简体   繁体   English

将 AWS Dynamodb 备份到 S3

[英]Backup AWS Dynamodb to S3

It has been suggested on Amazon docs http://aws.amazon.com/dynamodb/ among other places, that you can backup your dynamodb tables using Elastic Map Reduce,Amazon 文档http://aws.amazon.com/dynamodb/以及其他地方建议您可以使用 Elastic Map Reduce 备份您的 dynamodb 表,
I have a general understanding of how this could work but I couldn't find any guides or tutorials on this,我对它的工作原理有一个大致的了解,但是我找不到任何关于它的指南或教程,

So my question is how can I automate dynamodb backups (using EMR)?所以我的问题是如何自动化 dynamodb 备份(使用 EMR)?

So far, I think I need to create a "streaming" job with a map function that reads the data from dynamodb and a reduce that writes it to S3 and I believe these could be written in Python (or java or a few other languages).到目前为止,我认为我需要创建一个“流式”作业,其中包含一个从 dynamodb 读取数据的 map 函数和一个将数据写入 S3 的 reduce,我相信这些可以用 Python(或 java 或其他一些语言)编写.

Any comments, clarifications, code samples, corrections are appreciated.任何评论、澄清、代码示例、更正都将受到赞赏。

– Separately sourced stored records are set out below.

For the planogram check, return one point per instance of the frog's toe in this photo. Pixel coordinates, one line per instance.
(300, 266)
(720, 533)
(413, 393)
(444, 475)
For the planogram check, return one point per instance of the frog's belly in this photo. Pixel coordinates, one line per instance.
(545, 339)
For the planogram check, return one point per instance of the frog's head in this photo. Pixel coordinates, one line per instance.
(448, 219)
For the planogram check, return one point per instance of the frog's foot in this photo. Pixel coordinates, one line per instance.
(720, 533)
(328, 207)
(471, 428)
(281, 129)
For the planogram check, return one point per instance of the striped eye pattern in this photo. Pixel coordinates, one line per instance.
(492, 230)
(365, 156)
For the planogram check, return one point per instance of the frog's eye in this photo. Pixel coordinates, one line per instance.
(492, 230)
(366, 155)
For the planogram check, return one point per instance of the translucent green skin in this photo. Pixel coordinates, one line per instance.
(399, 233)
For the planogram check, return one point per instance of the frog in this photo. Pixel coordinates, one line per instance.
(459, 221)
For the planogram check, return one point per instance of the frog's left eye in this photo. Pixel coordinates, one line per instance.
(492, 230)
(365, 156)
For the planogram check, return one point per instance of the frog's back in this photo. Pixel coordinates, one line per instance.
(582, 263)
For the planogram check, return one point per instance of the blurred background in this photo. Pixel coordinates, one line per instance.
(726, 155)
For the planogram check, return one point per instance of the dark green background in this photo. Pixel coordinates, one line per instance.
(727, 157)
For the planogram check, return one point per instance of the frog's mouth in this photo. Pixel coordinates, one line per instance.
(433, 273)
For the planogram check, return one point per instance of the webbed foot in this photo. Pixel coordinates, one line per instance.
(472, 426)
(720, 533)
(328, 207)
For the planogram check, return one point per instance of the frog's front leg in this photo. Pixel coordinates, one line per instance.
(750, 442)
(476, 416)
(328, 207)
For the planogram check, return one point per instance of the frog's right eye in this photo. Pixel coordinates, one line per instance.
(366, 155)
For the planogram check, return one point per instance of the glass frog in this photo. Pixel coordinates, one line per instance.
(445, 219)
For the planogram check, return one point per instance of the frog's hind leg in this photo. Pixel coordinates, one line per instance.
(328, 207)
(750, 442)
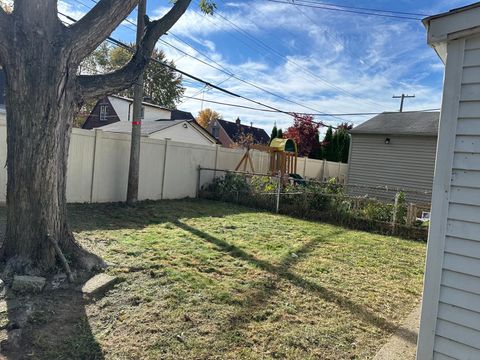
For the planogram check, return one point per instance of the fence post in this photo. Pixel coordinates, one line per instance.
(411, 214)
(216, 161)
(395, 213)
(96, 141)
(198, 181)
(279, 189)
(164, 168)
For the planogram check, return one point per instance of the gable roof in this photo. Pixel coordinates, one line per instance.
(151, 127)
(181, 115)
(148, 127)
(175, 113)
(419, 123)
(234, 131)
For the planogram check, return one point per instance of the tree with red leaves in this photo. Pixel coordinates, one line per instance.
(305, 133)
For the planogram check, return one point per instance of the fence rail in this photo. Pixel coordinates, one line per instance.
(98, 166)
(327, 201)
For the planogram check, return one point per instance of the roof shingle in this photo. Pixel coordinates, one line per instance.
(401, 123)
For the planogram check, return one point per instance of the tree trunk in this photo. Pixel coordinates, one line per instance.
(40, 107)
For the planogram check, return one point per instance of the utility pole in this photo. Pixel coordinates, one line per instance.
(134, 169)
(403, 97)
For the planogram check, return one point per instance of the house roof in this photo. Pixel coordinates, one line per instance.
(452, 11)
(143, 102)
(148, 127)
(175, 114)
(151, 127)
(234, 131)
(181, 115)
(401, 123)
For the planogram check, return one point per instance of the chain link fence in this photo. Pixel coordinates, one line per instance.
(376, 209)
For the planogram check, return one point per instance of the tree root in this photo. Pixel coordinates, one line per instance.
(62, 258)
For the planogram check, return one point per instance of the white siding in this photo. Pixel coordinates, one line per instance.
(122, 109)
(455, 250)
(406, 163)
(184, 134)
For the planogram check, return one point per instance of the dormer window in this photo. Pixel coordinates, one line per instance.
(215, 131)
(103, 112)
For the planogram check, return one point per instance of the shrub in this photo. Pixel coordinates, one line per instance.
(377, 211)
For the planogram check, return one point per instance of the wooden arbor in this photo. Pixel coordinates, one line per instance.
(283, 156)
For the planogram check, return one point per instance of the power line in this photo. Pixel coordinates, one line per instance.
(125, 46)
(286, 59)
(221, 68)
(362, 8)
(336, 8)
(311, 114)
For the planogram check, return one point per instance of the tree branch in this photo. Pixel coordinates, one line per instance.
(97, 85)
(92, 29)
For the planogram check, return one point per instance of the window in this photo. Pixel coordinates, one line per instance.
(103, 113)
(215, 132)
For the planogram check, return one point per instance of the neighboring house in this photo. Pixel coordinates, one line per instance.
(450, 321)
(228, 133)
(111, 109)
(394, 150)
(187, 131)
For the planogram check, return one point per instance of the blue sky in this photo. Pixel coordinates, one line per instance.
(303, 59)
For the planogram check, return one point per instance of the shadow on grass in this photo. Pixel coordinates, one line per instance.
(51, 325)
(282, 271)
(262, 291)
(116, 216)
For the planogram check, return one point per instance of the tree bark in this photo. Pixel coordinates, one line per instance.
(41, 57)
(41, 101)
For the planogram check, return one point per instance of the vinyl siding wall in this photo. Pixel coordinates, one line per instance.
(407, 163)
(451, 305)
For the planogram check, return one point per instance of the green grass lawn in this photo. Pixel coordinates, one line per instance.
(204, 279)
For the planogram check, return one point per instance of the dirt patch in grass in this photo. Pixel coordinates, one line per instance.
(209, 280)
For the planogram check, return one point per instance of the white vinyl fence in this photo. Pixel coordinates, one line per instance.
(98, 166)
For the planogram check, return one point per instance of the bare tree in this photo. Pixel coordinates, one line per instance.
(41, 57)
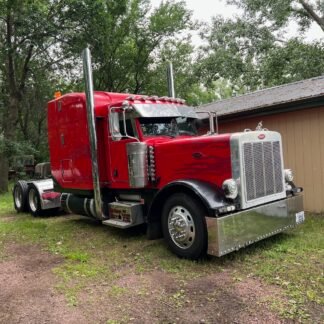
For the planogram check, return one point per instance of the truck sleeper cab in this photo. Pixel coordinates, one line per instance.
(205, 194)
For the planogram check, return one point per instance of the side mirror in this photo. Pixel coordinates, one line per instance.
(114, 126)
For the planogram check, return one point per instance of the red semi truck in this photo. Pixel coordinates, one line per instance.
(129, 159)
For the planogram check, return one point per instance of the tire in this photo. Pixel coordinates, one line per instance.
(34, 202)
(184, 216)
(20, 196)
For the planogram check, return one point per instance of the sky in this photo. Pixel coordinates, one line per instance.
(204, 9)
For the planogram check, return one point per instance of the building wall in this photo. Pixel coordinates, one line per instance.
(303, 147)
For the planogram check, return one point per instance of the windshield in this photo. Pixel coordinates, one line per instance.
(168, 126)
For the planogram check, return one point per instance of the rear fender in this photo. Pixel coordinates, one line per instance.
(46, 186)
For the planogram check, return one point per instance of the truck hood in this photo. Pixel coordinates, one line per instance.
(205, 158)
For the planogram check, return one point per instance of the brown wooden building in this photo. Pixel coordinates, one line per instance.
(295, 110)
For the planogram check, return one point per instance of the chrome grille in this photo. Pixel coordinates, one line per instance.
(262, 168)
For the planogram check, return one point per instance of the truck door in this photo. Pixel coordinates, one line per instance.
(117, 149)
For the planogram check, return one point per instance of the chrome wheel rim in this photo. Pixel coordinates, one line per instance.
(18, 197)
(181, 227)
(33, 200)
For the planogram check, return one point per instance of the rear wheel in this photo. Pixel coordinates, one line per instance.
(184, 226)
(20, 196)
(34, 202)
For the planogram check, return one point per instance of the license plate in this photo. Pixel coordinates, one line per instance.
(300, 217)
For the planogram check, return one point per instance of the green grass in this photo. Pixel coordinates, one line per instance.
(91, 252)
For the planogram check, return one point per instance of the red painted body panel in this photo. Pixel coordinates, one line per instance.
(69, 139)
(206, 158)
(202, 158)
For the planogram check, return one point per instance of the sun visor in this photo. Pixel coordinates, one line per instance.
(163, 110)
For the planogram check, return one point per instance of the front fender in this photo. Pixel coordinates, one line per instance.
(210, 195)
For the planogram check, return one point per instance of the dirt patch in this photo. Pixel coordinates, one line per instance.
(27, 293)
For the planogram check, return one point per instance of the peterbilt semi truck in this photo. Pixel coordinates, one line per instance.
(128, 160)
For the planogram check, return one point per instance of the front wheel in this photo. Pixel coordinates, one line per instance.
(184, 226)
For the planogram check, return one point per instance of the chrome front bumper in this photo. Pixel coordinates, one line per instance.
(237, 230)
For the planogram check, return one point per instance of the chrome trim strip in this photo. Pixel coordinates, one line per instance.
(237, 230)
(87, 71)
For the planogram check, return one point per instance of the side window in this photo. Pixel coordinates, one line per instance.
(129, 128)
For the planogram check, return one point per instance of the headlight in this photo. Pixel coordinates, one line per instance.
(289, 175)
(230, 188)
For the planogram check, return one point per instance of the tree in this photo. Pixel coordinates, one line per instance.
(125, 38)
(29, 31)
(253, 50)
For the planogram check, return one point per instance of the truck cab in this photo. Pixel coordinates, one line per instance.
(213, 193)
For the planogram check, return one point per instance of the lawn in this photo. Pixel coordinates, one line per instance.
(292, 262)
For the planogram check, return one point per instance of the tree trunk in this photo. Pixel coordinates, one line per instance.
(9, 132)
(4, 170)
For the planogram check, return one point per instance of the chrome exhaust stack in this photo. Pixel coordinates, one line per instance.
(87, 73)
(171, 91)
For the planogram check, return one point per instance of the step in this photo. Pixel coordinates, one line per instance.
(117, 223)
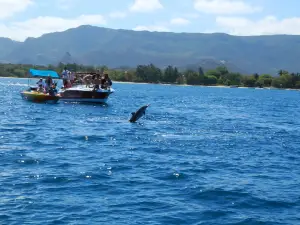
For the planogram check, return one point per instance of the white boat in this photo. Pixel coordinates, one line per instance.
(81, 93)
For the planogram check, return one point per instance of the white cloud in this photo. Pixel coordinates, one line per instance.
(10, 7)
(267, 26)
(145, 6)
(192, 15)
(65, 4)
(42, 25)
(179, 21)
(117, 15)
(151, 28)
(225, 7)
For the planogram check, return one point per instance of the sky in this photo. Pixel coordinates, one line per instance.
(20, 19)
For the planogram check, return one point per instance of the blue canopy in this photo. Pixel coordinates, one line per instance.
(43, 73)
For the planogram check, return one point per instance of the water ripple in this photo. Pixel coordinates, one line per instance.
(208, 156)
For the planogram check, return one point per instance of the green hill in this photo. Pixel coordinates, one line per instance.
(114, 48)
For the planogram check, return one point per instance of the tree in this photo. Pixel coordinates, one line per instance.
(170, 75)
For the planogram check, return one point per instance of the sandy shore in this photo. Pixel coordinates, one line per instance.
(182, 85)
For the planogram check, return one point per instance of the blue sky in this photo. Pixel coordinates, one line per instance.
(20, 19)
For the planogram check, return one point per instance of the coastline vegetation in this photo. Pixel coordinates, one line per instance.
(170, 75)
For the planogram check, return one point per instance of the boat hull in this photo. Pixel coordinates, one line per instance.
(39, 97)
(87, 95)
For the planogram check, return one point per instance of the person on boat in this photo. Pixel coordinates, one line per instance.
(41, 88)
(87, 80)
(65, 77)
(40, 83)
(72, 77)
(106, 82)
(53, 90)
(48, 83)
(97, 82)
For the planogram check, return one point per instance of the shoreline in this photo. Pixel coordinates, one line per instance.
(183, 85)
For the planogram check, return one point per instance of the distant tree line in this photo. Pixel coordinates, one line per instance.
(171, 75)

With introduction of AWS Data Pipeline, with a ready made template for dynamodb to S3 backup, the easiest way is to schedule a back up in the Data Pipeline [link] ,随着 AWS Data Pipeline 的引入,使用现成的 dynamodb 到 S3 备份模板,最简单的方法是在 Data Pipeline [链接]中安排备份,

In case you have special needs (data transformation, very fine grain control...) consider the answer by @greg如果您有特殊需求(数据转换、非常精细的粒度控制...),请考虑@greg 的回答

There are some good guides for working with MapReduce and DynamoDB.有一些关于使用 MapReduce 和 DynamoDB 的很好的指南。 I followed this one the other day and got data exporting to S3 going reasonably painlessly.前几天我关注了这个,并且相当轻松地将数据导出到 S3。 I think your best bet would be to create a hive script that performs the backup task, save it in an S3 bucket, then use the AWS API for your language to pragmatically spin up a new EMR job flow, complete the backup.我认为您最好的选择是创建一个执行备份任务的配置单元脚本,将其保存在 S3 存储桶中,然后使用适用于您的语言的 AWS API 实用地启动新的 EMR 作业流程,完成备份。 You could set this as a cron job.您可以将其设置为 cron 作业。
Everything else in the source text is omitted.